The U.S. Department of Justice’s closing of Full Tilt Poker (and other poker sites) didn’t just affect the United States. And it didn’t even just affect online poker players. It also affected, for one, the recipients of the good work and services of the Miriam Foundation in Canada, which receive substantial support from Canada’s annual Montreal Open of poker. That event looked to be in jeopardy when Full Tilt Poker, the event’s sponsor, proved unable to pay out the prize money to the 30 winners of the last incarnation of that event. Thankfully, rescue assistance came in to save the day, courtesy of Party Poker.
In 2011, the 6th running of the Montreal Open occured just weeks prior to the D.O.J.’s shutting down of FullTilt and fellow poker sites serving U.S. players. Since then, it’s been up in the air whether that year’s winners would ever see their prize money.
Players have remained mostly quiet and, if not patient then at least subdued on the subject, mostly because they don’t want the Mirian Foundation to have to suffer any in order for them to receive their poker payouts.

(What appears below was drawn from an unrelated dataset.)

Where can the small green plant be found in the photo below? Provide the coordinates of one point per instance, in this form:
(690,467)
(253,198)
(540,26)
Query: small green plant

The Miriam Foundation provides “rehabilitative, vocational and residential services” to promote greater socializing and increased community for kdis and adults with intellectual disabilities or Autism Spectrum Disorders.
But the questions about the future of the event, at least, have been laid to rest as, thanks to Party Poker’s stepping in, the Montreal Open has been restaged The Montreal Party Poker Classic. This year, the event will support the Jodi Lazarus Fund for Hereditary Breast Cancer Research also in Montreal.